In a second new award, the NIH recently selected Owen to receive a two-year Extramural Loan Repayment Programs (LRP) grant. The LRP program aims to help attract and retain early-career health professionals by helping them to repay educational debt.

Exploring a ‘window of opportunity’ to prevent ROP

In addition to her research work, Owen has a clinical practice at Moran, where she specializes in the medical and surgical treatment of pediatric eye disease, including ROP, which accounts for up to 40 percent of all childhood blindness.

In ROP, the natural process of retinal blood vessel maturation is hijacked, causing vessels to grow inappropriately between the retina and the front of the eye.
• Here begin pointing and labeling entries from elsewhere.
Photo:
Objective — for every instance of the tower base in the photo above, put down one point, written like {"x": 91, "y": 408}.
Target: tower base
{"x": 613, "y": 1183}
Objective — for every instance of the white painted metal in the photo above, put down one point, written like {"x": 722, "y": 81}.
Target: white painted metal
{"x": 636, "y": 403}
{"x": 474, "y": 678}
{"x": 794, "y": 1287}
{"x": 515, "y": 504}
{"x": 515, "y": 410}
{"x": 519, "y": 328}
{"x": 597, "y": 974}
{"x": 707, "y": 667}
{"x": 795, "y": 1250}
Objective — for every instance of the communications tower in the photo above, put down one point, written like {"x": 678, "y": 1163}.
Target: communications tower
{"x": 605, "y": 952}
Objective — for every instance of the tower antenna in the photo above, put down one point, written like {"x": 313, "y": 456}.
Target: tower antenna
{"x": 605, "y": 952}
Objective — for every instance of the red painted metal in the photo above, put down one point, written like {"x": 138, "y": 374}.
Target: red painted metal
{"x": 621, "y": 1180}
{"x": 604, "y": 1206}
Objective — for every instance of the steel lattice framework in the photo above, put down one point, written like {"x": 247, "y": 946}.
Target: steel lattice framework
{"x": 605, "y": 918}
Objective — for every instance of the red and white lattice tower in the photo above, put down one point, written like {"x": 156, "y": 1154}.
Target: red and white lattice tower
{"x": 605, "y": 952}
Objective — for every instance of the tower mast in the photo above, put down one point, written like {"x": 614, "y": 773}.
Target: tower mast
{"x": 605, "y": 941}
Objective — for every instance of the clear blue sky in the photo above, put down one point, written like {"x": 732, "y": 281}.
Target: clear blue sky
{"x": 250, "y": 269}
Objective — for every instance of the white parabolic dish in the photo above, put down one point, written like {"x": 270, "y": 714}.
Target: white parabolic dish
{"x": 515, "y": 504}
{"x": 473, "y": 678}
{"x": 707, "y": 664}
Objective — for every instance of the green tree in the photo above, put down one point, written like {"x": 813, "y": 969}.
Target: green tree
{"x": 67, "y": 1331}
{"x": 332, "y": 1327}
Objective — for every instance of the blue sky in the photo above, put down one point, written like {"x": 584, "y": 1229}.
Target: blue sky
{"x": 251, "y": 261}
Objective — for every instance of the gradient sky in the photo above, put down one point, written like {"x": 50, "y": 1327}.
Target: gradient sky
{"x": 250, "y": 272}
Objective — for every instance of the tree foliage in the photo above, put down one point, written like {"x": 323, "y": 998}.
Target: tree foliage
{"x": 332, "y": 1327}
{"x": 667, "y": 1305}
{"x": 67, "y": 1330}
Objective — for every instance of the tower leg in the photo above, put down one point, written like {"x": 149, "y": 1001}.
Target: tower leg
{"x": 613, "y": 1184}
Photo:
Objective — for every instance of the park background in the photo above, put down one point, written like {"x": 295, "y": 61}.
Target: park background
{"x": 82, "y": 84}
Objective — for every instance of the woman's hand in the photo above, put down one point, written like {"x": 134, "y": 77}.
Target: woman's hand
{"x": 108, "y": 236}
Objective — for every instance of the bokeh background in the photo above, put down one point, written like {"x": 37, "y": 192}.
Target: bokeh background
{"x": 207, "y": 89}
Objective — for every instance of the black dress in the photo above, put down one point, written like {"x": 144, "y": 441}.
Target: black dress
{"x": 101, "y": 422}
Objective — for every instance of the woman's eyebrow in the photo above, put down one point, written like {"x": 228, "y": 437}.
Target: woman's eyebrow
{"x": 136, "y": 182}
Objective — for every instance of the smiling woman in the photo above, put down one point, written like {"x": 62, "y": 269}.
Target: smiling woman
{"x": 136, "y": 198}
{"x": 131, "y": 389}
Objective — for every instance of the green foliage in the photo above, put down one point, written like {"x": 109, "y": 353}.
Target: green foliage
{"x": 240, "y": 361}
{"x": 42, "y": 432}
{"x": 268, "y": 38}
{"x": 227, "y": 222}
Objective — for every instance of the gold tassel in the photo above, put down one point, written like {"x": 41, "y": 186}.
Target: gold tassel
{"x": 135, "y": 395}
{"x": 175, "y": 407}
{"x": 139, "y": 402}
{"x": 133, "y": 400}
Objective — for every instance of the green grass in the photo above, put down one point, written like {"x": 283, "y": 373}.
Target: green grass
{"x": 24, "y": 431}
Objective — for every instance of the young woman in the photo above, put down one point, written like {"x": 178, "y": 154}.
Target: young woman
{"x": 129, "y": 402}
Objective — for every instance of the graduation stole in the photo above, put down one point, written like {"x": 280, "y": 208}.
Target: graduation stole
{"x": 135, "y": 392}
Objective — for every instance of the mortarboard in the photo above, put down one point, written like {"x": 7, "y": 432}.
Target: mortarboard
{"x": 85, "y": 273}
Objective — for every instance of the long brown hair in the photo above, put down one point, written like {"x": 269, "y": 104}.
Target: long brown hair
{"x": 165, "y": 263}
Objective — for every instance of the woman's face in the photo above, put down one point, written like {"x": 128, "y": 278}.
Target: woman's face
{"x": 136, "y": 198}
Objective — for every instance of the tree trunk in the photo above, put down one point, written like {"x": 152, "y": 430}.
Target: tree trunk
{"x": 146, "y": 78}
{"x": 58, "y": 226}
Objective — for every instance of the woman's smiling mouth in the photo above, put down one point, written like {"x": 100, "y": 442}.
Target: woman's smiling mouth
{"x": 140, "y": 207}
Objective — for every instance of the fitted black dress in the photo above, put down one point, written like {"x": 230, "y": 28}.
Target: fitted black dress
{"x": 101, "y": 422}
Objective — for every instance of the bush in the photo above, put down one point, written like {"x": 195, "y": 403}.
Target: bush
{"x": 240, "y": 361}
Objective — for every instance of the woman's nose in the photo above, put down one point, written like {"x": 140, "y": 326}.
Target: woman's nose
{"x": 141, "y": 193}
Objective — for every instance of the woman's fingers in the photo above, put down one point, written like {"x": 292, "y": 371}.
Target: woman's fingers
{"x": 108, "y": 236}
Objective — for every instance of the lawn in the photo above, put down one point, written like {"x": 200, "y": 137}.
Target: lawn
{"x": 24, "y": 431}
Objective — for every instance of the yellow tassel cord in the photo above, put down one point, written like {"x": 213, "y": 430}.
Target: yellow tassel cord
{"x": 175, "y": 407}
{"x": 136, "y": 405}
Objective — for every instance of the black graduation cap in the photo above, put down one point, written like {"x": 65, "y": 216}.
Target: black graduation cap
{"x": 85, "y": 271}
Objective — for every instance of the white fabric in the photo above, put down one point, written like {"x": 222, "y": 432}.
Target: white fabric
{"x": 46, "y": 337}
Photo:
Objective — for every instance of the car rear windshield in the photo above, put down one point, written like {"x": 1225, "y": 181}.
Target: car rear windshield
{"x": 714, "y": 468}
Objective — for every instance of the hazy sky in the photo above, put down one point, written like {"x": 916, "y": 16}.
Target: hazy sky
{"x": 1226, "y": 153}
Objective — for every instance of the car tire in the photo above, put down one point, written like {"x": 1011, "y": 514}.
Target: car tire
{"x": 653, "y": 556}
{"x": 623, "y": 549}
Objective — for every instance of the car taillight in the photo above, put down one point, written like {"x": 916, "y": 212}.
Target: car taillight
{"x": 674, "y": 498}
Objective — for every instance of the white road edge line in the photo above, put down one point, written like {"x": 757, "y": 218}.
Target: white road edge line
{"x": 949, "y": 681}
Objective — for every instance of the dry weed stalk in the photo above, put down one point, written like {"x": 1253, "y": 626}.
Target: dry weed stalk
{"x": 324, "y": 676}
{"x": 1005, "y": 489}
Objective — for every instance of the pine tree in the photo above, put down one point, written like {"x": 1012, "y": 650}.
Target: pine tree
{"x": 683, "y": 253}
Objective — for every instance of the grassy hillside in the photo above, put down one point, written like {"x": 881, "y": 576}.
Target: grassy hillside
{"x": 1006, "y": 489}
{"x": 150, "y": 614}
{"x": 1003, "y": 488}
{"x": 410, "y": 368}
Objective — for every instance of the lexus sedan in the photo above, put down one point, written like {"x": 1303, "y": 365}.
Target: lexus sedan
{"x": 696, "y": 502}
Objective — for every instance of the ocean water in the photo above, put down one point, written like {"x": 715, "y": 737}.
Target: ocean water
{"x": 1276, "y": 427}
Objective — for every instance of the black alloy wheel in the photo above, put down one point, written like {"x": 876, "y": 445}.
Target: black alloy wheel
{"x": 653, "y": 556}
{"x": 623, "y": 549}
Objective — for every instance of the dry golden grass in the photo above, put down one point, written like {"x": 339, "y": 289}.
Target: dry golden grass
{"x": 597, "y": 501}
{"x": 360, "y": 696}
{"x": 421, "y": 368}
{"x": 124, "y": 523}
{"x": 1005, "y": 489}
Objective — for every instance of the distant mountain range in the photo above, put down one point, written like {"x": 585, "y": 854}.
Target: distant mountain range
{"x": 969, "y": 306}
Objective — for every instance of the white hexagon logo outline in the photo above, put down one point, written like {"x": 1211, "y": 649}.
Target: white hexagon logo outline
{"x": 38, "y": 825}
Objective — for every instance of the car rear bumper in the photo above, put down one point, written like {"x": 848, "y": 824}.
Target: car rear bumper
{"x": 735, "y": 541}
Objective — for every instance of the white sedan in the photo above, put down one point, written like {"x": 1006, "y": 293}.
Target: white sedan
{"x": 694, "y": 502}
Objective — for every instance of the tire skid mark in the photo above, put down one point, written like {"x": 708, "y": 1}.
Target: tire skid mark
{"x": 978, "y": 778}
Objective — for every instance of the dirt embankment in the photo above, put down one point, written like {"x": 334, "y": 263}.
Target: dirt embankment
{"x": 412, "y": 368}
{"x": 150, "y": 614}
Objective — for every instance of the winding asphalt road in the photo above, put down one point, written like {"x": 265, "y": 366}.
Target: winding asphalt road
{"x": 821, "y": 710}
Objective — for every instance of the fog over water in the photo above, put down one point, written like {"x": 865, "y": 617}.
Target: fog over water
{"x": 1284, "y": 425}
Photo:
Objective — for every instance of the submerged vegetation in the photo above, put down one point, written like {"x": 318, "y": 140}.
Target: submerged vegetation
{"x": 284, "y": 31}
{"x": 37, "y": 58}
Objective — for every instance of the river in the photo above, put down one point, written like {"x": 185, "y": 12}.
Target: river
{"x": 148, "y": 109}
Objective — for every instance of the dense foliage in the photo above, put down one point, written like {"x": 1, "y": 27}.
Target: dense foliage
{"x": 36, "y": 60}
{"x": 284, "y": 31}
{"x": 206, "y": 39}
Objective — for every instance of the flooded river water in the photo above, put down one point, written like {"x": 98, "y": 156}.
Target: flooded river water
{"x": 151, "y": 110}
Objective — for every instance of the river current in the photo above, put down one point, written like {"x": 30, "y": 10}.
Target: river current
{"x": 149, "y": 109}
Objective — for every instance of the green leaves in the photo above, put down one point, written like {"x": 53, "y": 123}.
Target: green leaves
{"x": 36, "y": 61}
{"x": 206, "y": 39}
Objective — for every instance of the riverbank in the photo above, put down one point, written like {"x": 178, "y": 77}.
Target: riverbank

This prevents developing eye tissue from having a sufficient blood supply, which can cause vision loss in even mild cases and complete blindness for those with the most severe form of the disease.

“ROP is uniquely suited to prevention because it is not present at the time of preterm birth, but instead develops four to eight weeks later,” said Owen. “Despite this window of opportunity, we lack the ability to intervene and facilitate normal retinal blood vessel maturation. Our work is seeking to change this.”

As part of the research, Owen’s lab will conduct a clinical study over the next two to three years with about 300 patients from neonatal intensive care units at University of Utah Hospital and Medical University of South Carolina, where Owen completed a pediatric ophthalmology fellowship.

Owen received her medical degree and PhD and completed her ophthalmology residency at the U, and joined Moran’s faculty in 2015.

“Our amazing facility and depth of resources at the Moran have created the perfect launching pad for our work,” Owen said. “Support from the NEI to better understand maternal and placental contributions to ROP disease is a big piece to realizing our goal of ROP prevention for these babies.”